ドレスが決まり、俺達はこれ以上ない幸せな気持ちだった。
ユリが着替える前に、俺と親父は何枚も写真を撮って、それで手続きをして、スタッフの女の子にお礼を言ってサロンをあとにした。
その頃時間は午後2時を回ってて、3人とも腹の虫がグーグー鳴って笑っちまって、イタリア料理の店に入ってたらふくパスタを食べたんだ。
なんかよ、夢みてぇだな。
俺が結婚した事も、嫁がユリである事も、親父も一緒に飯を食うのも、……幸せで幸せで、その時、普段の仕事の忙しさも、橋本さんがユリの写真をネットに上げた事も忘れちまって、家族でただただ笑い合っていたんだよ。
飯を食ったあと。
親父は近くの格闘ジムに顔を出すからと、そこで別れた。
俺とユリは、このまま都内をデートしようと手を繋いでブラブラ歩き、そのうちユリがモジモジしながら ”トイレに行きたい” 、そう言ったから、じゃあデパートで借りようかと2人で行って、俺はトイレの前で待っていたんだ。

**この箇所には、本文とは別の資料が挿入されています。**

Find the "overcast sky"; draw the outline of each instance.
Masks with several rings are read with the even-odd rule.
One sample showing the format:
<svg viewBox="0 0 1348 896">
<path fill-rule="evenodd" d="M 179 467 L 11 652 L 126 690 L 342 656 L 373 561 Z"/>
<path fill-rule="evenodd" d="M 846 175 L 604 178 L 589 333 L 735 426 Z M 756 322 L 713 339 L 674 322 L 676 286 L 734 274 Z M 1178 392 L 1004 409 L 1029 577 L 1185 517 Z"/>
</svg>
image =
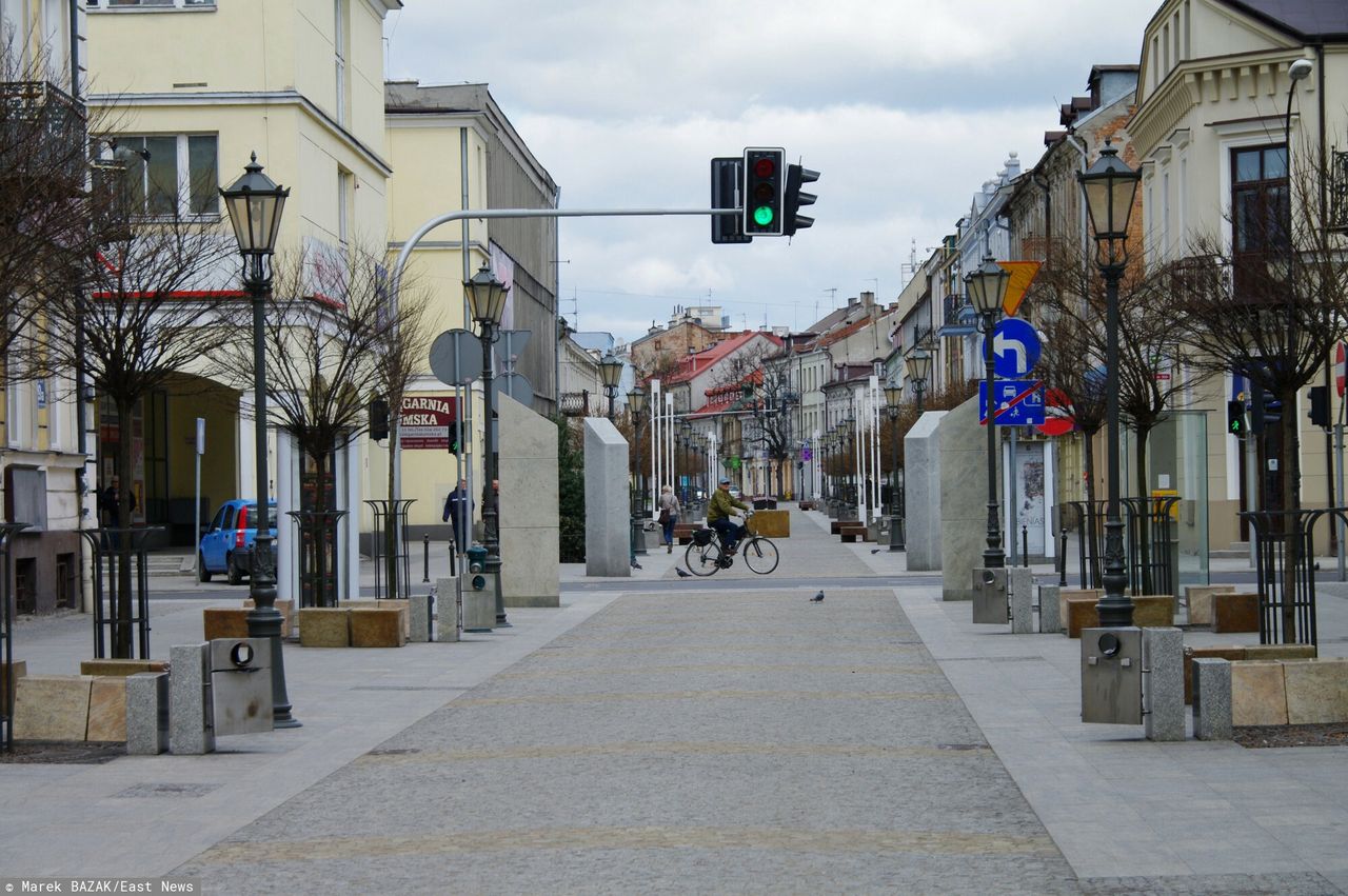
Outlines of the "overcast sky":
<svg viewBox="0 0 1348 896">
<path fill-rule="evenodd" d="M 1008 152 L 1033 166 L 1092 65 L 1138 63 L 1161 0 L 404 4 L 388 77 L 488 84 L 562 207 L 706 207 L 709 159 L 745 146 L 821 172 L 794 240 L 563 220 L 563 317 L 634 338 L 677 305 L 803 329 L 865 290 L 892 302 L 913 240 L 921 261 Z"/>
</svg>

…………俺は、俺はその時よ、トイレの前でずっと待ってりゃ良かったのによ、ふと目に入ったアクセサリー屋に行っちまったんだ。
ユリが好きなハートの形のネックレスが飾ってあって、こっそり買って驚かそうとしたんだよ。
ああ…………クソッ!
後悔してもしきれねぇ、なんで、……なんで、ネックレスは2人で見れば良かったのに、それなのに……!

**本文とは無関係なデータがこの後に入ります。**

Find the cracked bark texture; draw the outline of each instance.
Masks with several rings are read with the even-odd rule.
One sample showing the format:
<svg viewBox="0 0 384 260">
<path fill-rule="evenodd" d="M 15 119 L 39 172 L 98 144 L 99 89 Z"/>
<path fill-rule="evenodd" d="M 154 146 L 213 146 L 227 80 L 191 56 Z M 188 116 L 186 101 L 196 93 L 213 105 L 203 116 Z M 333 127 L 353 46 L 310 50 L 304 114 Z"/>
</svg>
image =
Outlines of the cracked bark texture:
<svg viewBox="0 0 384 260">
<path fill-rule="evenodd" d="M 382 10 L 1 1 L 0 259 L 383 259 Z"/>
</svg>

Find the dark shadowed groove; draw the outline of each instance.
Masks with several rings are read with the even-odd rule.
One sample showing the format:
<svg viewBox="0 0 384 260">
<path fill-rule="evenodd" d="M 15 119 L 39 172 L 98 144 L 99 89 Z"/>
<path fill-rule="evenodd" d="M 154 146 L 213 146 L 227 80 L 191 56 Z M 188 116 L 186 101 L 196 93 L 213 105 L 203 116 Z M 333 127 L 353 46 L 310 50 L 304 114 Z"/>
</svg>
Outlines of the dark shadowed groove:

アクセサリー屋でネックレスを買って戻った俺は、トイレからユリが出てくるのを待っていた、…………が、いつまで経っても出てこねぇ。
おかしいな……なにかあったのか?
まさか、中で倒れてたりしねぇよな、ドレス選びで疲れちまったか?
心配で心臓がズキズキ痛んで、いてもたってもいられなくて、俺はアクセサリー屋の店員にユリの写真を見せながら、妻が出てこない、こういう子が倒れてないか、トイレの中を見てきてくれと頼んだんだ。
店員はすぐに見に行ってくれた。
俺は背中に冷たい汗を掻きながら待っていた。
だが、戻ってきた店員は、
「トイレの中にそれらしき方はいませんでした、……というか、今は誰も使っていません」
言いながら、首を横に振るばかり。
……ウソだろ?
待てよ、待ってくれ、どういう事だ?
頭が追い付かねぇ、ユリは一体どこに行ったんだ……?
俺のユリは、さっきまで俺の隣で笑っていたユリは……どこへ行ったんだよ!!
……
…………
頭の中で警鐘が鳴りやまねぇ。
吐き気がする程大きな音だ。
予感はこれだったのか____
____ユリは忽然と俺の前から姿を消した。